A Multi-Layered Protocol
While cryptocurrency mining on most blockchain networks requires enormous computing power and expensive data-processing centres, Gather flips the script by collecting processing power from publishers and redistributing it to both enterprises and blockchain developers. Rather than building up a vast community of energy-intensive miners, blockchains can thus secure their networks via Gather’s application layer, Gather Cloud.
Gather’s proposition benefits all participants: web users get a browsing experience free from irksome ads, since publishers can generate revenue in another way – by providing idle processing power to the hardware layer (Gather Online); enterprises and blockchains, meanwhile, get access to processing power at lower costs.
The Gather Network runs on a hybrid Proof-of-Stake and Proof-of-Work blockchain whose native $GTH token is used to incentivise all stakeholders. Layer 1 is secured by visitors via publishers, layer 2 will be secured by masternodes, the more energy-efficient PoS model serves to reduce operational costs, provide fast transactions and heavy compute as needed for Gather’s public cloud.
Leveraging web browsers’ processing power for the purpose of securing blockchains is a bold strategy, but it’s not the only one advanced by Gather. The venture also supports merged mining via auxiliary chains. Ostensibly, this means that smaller external blockchain projects can fork off Gather while tapping into the hashing power of the larger parent chain. The environmental benefits of such a feature are clear, since miners don’t have to purchase extra hardware or modify their machines to mine the extra coins.
Is Blockchain Becoming Greener?
In the wider blockchain industry, admirable efforts to bolster blockchain’s environmental credentials are ongoing. Ethereum’s much-vaunted transition from Proof-of-Work to Proof-of-Stake, for example, could see it reduce its energy use by up to 99.95%.
Even Bitcoin is cultivating a greener reputation.
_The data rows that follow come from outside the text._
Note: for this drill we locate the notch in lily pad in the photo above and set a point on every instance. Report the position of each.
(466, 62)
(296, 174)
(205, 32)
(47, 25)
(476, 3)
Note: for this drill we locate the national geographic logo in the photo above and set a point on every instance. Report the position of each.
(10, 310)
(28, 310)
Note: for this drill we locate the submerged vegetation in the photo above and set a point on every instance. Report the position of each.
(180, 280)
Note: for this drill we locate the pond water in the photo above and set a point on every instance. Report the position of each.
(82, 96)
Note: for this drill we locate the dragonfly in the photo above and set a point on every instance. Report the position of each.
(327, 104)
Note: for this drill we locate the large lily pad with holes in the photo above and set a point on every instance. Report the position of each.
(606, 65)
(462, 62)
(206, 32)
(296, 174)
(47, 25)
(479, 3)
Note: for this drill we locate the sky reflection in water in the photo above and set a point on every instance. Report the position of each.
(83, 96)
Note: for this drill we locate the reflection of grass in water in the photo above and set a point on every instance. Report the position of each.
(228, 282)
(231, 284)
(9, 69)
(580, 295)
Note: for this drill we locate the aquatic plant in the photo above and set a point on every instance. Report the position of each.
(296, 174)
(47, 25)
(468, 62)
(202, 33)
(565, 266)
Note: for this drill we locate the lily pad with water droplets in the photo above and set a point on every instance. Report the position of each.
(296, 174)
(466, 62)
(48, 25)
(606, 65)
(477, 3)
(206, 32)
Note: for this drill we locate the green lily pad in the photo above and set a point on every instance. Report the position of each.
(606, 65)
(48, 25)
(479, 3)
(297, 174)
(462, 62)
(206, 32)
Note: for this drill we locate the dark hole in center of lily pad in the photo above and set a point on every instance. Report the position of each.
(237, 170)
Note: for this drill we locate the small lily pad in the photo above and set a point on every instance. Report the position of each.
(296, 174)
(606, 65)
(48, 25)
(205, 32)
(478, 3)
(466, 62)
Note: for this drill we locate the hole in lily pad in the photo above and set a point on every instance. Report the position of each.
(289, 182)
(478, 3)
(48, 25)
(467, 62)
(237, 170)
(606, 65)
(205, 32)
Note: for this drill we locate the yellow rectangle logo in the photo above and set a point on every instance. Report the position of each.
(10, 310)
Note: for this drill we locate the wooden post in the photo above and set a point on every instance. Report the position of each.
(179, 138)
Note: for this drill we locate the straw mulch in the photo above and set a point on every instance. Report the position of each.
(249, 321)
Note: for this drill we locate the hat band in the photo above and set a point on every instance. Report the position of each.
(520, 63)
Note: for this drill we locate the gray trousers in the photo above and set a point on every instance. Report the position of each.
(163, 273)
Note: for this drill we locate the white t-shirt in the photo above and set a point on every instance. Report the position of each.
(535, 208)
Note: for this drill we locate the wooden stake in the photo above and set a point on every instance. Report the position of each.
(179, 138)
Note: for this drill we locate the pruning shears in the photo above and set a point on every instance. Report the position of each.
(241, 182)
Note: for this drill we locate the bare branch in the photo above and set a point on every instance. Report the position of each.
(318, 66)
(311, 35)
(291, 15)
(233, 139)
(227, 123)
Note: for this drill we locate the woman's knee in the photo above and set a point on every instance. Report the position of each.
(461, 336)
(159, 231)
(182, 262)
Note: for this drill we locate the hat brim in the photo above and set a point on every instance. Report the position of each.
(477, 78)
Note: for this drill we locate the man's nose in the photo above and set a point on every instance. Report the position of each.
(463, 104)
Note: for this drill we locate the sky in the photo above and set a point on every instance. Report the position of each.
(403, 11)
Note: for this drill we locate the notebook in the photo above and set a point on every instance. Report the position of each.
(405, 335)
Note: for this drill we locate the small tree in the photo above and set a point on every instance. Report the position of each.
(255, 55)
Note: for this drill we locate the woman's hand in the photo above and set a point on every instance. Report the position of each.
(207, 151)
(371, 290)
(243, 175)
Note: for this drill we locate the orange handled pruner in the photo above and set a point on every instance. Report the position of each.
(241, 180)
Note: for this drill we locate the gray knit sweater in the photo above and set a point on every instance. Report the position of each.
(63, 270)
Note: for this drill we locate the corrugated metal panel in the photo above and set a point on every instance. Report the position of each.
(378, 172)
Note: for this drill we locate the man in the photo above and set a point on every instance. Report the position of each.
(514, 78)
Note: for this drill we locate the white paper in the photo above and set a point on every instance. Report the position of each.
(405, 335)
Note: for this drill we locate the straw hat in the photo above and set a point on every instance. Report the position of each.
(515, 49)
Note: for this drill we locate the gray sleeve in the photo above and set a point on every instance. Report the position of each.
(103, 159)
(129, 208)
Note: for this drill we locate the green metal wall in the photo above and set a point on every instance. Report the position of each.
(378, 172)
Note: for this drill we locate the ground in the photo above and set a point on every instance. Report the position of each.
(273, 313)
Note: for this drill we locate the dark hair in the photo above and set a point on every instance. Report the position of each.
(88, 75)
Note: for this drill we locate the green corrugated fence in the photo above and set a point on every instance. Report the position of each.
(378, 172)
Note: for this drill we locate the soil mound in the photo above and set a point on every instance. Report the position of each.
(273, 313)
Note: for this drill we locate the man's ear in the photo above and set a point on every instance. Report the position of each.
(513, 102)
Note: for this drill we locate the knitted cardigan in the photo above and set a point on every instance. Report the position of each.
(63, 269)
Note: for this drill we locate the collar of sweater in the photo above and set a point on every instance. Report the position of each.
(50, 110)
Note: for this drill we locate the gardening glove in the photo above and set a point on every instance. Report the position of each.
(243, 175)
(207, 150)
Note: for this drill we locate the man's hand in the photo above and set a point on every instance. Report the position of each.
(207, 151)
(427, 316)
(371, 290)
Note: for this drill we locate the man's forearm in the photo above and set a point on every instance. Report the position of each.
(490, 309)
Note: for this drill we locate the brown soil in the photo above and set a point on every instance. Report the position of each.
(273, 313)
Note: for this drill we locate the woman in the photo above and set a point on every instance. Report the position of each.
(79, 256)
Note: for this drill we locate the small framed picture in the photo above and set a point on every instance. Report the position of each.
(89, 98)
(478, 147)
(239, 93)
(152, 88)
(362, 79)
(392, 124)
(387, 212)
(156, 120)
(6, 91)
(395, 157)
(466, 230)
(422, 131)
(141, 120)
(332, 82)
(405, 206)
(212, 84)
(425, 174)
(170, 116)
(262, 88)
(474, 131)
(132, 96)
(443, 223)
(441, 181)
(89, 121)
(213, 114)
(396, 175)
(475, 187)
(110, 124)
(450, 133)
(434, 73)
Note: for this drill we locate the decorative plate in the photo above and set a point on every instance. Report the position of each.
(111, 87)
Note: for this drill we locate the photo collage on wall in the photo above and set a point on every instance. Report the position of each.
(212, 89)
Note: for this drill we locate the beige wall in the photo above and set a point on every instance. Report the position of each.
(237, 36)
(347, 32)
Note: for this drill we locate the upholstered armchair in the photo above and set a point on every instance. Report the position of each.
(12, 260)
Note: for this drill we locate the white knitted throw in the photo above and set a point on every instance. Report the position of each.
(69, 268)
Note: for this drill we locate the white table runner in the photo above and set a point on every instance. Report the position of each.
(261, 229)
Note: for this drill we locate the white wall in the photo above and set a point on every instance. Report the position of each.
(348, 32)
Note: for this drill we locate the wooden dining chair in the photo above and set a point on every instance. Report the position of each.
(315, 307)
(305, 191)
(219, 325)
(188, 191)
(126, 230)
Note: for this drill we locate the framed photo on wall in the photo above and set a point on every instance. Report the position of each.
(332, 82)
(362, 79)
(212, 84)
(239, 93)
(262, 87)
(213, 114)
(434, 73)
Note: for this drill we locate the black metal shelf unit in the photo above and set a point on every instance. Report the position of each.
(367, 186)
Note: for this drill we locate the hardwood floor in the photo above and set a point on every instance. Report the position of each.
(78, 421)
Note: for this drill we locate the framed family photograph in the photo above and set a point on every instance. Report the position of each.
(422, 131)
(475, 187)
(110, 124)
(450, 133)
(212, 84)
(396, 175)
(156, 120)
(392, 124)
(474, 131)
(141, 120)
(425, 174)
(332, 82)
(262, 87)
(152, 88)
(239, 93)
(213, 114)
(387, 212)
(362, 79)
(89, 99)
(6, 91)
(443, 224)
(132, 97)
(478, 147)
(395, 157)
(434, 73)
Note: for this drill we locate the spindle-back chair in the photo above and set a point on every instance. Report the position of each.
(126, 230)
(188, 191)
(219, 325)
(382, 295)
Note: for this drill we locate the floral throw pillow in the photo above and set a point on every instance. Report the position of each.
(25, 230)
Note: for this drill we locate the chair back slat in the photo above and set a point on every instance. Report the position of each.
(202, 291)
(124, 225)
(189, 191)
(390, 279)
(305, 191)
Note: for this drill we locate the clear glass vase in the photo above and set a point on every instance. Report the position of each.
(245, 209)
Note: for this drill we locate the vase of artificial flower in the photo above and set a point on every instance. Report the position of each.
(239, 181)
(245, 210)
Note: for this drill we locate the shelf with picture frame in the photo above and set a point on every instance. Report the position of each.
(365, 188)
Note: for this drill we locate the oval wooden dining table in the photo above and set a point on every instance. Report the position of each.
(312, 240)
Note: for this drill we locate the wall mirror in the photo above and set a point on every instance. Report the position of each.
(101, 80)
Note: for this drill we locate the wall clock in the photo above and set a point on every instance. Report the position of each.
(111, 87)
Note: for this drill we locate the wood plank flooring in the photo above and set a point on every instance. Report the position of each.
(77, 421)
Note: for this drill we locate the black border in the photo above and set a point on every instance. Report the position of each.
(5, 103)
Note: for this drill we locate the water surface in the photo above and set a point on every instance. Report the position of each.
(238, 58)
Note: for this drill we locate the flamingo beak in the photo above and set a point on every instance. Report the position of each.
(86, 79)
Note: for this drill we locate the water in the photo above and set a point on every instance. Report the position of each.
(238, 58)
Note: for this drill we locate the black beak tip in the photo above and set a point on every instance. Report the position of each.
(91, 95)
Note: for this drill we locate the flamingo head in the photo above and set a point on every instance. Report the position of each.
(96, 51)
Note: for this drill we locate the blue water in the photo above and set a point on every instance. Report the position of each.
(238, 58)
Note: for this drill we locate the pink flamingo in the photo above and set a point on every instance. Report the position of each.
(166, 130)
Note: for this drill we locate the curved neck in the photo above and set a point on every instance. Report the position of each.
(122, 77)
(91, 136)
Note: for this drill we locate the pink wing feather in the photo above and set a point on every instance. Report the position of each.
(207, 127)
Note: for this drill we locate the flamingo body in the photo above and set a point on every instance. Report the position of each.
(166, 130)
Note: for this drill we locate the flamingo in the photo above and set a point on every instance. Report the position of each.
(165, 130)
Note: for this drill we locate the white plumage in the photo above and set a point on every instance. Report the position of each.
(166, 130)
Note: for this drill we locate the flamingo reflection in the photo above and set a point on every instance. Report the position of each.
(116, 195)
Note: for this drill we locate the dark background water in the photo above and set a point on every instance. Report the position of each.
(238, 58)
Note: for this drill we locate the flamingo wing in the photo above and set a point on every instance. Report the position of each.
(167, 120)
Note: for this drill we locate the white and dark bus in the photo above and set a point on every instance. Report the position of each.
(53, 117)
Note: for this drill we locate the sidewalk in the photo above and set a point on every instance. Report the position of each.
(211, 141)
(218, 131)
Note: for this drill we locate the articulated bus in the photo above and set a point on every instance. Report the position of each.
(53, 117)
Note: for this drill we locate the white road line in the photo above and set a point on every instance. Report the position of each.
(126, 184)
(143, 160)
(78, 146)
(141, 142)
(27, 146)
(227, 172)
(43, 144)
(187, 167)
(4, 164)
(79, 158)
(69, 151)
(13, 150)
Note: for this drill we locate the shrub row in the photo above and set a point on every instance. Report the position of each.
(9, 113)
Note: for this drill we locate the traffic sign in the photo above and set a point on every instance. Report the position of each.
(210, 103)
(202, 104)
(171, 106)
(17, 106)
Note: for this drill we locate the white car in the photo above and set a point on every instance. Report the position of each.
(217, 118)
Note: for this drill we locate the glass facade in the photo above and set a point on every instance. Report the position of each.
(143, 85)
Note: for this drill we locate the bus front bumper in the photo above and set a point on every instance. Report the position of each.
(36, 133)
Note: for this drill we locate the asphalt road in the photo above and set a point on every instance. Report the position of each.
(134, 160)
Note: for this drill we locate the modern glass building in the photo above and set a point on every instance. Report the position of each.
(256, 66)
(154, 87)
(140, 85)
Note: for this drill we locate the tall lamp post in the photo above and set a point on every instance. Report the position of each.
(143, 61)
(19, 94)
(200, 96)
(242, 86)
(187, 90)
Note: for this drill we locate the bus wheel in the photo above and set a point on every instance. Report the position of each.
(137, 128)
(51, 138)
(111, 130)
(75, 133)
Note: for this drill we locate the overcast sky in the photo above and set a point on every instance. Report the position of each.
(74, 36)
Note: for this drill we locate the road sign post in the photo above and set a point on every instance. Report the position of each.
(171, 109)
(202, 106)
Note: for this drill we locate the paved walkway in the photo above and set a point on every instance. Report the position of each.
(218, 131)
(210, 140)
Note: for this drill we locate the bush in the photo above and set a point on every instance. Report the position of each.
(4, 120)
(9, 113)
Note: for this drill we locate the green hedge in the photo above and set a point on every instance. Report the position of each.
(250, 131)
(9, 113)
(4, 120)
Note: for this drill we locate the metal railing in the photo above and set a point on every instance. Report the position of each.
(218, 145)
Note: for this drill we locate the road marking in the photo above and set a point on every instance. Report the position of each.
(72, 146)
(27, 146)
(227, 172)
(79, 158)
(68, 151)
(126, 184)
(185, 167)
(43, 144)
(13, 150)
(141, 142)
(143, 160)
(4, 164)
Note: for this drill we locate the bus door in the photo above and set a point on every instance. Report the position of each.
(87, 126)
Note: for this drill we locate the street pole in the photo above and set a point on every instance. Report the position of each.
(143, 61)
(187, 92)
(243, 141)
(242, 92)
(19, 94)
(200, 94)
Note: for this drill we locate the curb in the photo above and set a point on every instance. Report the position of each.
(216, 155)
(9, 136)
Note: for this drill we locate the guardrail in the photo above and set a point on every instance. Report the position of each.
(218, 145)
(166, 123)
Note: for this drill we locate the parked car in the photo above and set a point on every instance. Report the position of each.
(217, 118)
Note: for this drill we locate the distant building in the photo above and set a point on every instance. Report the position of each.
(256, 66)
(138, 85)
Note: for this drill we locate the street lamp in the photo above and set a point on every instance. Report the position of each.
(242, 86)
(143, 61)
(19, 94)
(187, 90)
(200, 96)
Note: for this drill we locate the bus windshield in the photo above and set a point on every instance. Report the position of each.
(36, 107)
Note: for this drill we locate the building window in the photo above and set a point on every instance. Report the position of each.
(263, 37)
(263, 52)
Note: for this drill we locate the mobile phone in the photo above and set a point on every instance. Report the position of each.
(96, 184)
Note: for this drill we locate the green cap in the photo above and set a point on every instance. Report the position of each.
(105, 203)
According to the most recent report from the Bitcoin Mining Council, there have been “dramatic improvements to bitcoin mining energy efficiency and sustainability due to advances in semiconductor technology, the rapid expansion of North American mining, the China Exodus, and worldwide rotation toward sustainable energy and modern mining techniques.” Interestingly, the same report claims the percentage of renewable-powered bitcoin mining in Q4 of 2021 was an all-time high 58.5%.
Overall then, it’s worth pulling back the curtain on a mainstream narrative that consistently portrays blockchain as a reckless polluter. Through its hybrid consensus model, merged mining capacity, and ambitious digital monetisation model, Gather Network is but one project striving to challenge that narrative in a meaningful way.